How is a security data lake different?
A security data lake is a specialized data lake. A security analyst could certainly pull from a generic data lake built for multiple applications, but several things would prove more difficult.
Every security product, network device, endpoint computer and server creates its own logs. In some cases, security products like DLP and IPS, also store a copy of network and endpoint logs. To perform an investigation, a security analyst would need access to logs produced by all the relevant systems – from the wireless router to the endpoint computer and the server accessed and the DLP application – in the case of a user suspected of accessing a system without permission. Centralizing all relevant logs in a security data lake simplifies the investigation by reducing the work of collecting logs from multiple systems.
To collect all of this information, a security data lake needs to connect to and parse many different types of logs. With hundreds of security solutions on the market, not to mention all the networking device types, this can be a daunting task. A security data lake automates the connection, via an API or other method. The data lake also automates the processing of the data when loaded (known as parsing), and the schedule on which the data is collected.
Lastly, analysts often need additional context to perform an investigation. Details like user location, device type, and job role help an analyst understand what the user was attempting and whether there might be a legitimate reason for accessing certain systems or data. A person from the sales team accessing a server in finance might cause alarm, unless that person is in sales operations and calculates commissions. A security data lake will append, or enrich, log data with this kind of additional information.
Key capabilities of a security data lake
Here are five key capabilities security buyers should look for in a security data lake:
1. Automated collection: With hundreds of commonly used security, networking, computer and mobile device types in organizations, an automated collection process is the only practical way to keep the data up to date. It is not uncommon for large organizations to have billions of security-related logs per day. Unlike the periodic tasks of the data scientist, the security analyst needs all logs, every day.

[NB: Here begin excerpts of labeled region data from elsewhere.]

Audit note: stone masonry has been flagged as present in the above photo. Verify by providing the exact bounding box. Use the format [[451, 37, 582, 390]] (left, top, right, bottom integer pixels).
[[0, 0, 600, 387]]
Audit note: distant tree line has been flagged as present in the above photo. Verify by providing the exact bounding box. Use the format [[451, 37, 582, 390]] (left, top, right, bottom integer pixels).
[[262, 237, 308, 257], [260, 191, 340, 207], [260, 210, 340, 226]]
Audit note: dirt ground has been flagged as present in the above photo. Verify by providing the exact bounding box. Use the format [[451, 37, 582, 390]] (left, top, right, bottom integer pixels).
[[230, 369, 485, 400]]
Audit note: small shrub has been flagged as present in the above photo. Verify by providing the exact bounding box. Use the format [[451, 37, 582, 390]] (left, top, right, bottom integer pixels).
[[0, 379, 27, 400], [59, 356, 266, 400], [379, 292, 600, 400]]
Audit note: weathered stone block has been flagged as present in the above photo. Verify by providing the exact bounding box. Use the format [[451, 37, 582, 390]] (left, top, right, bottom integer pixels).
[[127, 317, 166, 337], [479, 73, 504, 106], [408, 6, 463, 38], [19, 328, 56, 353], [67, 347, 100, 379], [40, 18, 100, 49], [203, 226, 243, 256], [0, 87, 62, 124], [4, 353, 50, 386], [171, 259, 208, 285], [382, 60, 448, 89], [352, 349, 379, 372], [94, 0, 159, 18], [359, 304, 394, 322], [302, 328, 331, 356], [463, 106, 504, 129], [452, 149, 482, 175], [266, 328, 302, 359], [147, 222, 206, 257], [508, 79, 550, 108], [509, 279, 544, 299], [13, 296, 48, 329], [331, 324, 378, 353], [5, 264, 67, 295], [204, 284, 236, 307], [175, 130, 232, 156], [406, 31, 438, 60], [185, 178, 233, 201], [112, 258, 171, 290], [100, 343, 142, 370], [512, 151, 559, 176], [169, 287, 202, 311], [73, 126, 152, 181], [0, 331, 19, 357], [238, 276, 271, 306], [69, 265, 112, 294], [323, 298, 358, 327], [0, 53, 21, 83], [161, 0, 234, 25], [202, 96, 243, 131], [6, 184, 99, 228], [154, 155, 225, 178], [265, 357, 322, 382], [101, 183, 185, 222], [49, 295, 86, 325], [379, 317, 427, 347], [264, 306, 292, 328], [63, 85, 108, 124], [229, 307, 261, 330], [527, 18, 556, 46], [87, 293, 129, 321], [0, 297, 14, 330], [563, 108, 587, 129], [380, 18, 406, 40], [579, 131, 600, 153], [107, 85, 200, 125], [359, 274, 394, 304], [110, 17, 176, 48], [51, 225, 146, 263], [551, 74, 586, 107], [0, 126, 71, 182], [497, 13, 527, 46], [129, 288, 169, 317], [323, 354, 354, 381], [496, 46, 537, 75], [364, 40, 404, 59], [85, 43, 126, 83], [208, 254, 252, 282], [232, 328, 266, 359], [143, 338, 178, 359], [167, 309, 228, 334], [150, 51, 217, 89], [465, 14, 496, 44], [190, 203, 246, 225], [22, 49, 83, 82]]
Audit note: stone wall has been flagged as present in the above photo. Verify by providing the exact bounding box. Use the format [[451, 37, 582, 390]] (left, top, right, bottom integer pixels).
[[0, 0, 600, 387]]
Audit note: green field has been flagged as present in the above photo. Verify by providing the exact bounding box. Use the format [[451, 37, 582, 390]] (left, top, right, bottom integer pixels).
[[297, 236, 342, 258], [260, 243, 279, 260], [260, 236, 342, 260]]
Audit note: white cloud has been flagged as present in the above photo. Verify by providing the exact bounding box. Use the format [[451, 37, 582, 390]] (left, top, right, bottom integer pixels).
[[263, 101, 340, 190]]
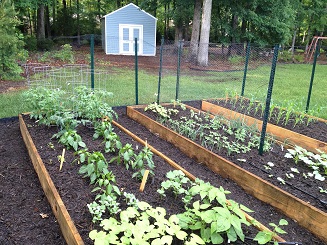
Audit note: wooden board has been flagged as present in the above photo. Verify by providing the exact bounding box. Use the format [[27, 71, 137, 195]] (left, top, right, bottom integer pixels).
[[19, 115, 84, 245], [201, 101, 327, 153], [127, 106, 327, 242]]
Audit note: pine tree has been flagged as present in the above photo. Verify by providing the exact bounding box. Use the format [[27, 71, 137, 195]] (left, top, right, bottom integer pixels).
[[0, 0, 26, 80]]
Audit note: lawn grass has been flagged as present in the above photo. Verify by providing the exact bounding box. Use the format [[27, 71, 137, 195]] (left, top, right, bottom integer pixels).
[[0, 64, 327, 119]]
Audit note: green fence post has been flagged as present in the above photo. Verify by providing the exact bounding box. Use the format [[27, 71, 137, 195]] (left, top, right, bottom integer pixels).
[[241, 42, 251, 96], [259, 45, 279, 155], [157, 36, 165, 104], [305, 45, 320, 113], [91, 34, 94, 90], [175, 40, 182, 100], [135, 38, 139, 105]]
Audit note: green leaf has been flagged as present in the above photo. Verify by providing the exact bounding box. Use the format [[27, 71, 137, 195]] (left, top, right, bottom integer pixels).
[[176, 231, 187, 241], [190, 233, 205, 244], [279, 219, 288, 225], [211, 233, 224, 244], [161, 235, 173, 244], [253, 231, 273, 244], [240, 204, 254, 213]]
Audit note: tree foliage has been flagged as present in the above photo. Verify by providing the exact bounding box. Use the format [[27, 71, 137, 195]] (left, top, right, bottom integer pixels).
[[0, 0, 25, 79]]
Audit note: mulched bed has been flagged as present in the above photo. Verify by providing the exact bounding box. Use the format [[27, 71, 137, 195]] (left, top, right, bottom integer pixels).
[[208, 99, 327, 142], [0, 108, 325, 245], [139, 101, 327, 212]]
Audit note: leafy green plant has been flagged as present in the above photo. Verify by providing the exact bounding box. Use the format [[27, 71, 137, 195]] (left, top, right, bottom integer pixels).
[[177, 179, 251, 244], [132, 146, 155, 180], [157, 170, 191, 202], [52, 44, 75, 63], [93, 120, 122, 153], [89, 202, 204, 245], [109, 143, 135, 170], [71, 86, 117, 123], [285, 146, 327, 181], [144, 102, 178, 119], [23, 87, 66, 125], [253, 219, 288, 245], [52, 129, 86, 151], [77, 150, 109, 184]]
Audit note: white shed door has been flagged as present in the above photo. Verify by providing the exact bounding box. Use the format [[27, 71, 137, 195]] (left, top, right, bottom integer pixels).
[[119, 24, 143, 55]]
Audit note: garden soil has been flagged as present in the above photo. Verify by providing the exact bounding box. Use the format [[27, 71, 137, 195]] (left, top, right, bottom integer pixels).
[[0, 103, 325, 245]]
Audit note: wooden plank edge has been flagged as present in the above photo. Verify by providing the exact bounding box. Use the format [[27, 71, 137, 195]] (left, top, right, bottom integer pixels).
[[112, 120, 285, 242], [127, 106, 327, 242], [201, 101, 327, 153], [19, 115, 84, 245]]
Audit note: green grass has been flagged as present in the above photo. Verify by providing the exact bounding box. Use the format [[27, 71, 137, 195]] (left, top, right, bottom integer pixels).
[[0, 64, 327, 118]]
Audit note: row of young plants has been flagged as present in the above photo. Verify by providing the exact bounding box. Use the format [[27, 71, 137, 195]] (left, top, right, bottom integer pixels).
[[26, 88, 286, 244], [145, 102, 327, 203], [214, 93, 321, 128], [145, 103, 272, 155]]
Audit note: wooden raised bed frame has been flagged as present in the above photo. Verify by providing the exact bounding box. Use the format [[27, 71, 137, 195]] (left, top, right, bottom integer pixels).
[[19, 115, 285, 245], [201, 100, 327, 153], [127, 105, 327, 242]]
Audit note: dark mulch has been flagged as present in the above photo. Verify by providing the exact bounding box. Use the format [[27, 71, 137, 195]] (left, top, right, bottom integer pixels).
[[139, 103, 327, 212], [209, 99, 327, 142], [0, 106, 325, 245]]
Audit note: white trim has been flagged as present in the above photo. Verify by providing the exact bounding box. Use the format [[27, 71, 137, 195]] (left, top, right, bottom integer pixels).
[[119, 24, 143, 55], [102, 3, 158, 20]]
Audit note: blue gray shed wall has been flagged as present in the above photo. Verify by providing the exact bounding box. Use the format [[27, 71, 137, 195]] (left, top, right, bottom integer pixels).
[[104, 5, 156, 55]]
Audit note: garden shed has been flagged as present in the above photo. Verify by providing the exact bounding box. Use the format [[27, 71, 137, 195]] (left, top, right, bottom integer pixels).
[[102, 3, 157, 56]]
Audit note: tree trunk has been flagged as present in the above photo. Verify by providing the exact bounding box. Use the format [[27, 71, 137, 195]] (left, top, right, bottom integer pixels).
[[76, 0, 81, 47], [198, 0, 212, 66], [36, 4, 45, 40], [291, 27, 297, 56], [189, 0, 202, 61], [45, 6, 51, 38]]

Automation requires a method to schedule the data fetch, e.g. via an API call, or accept a data push from a given system, via security protocols like syslog, NetFlow, and Cisco eStreamer. Once the data is received, it must be parsed. A large parser library is essential, along with support for the wide range of security protocols used across security applications, networking devices, computers and devices.
2. Security context: The time-series data found in log files is verbose but lacks the organization and context an analyst needs. A security data lake helps organize log files and enriches them with important contextual information. For example, to a WiFi router connection log event, a security data lake would add device type, geolocation and job title. Someone logging in from an unknown computer, or from a distant location, might cause an analyst to raise a red flag, unless perhaps that person is a salesperson who travels frequently. Device information alone is not sufficient. Insider threats are often detected base on the role of the user; a developer accessing HR files could be deemed suspicious.
3. Hostname-to-IP mapping: IP addresses are typically assigned dynamically. A WiFi router in an office, for example, will assign and reassign the same IP address to multiple machines, sometimes in the same day. Though it may sound like a very tactical requirement, it is essential. Tracking down malicious insiders or criminals who have breached a network requires knowing which user was assigned to which IP and at what time of day. Without mapping addresses to machines at a given time, even vast numbers of logs in the security data lake will be largely useless.
4. Security analysis and reporting interface: The types of research done by security analysts is quite different from that done by data scientists. Security analysts are usually trying to demonstrate compliance, look for risky behavior, or investigate a breach that has already happened. For this they need search, alerting and reporting capabilities built into the data lake. SOC managers cannot expect analysts to master query languages or specialized analytical languages like R. Security data lakes need to provide a simpler way for analysts to search and understand the information contained within them.
5. Scale out architecture: While all data lakes need to scale, it is especially important for security data lakes. Why? The sheer volume of data ingestion and the required retention. Analysts need access to all security events in order to recreate timelines. Also, depending on local laws, industry regulations, and audit practices, organizations may be required to retain log data for months to years. Scaling out to a multi-note cluster, rather than a larger machine, has the advantages of a virtually unlimited storage capacity and a fit for flexible cloud deployment.
Security data lakes hold the promise of helping security analysts become more efficient in performing an incident investigation or hunting for threats. Knowing what to look for is an important first step in improving security. Without this specialized technology, even the most skilled analyst risks drowning in a sea of data.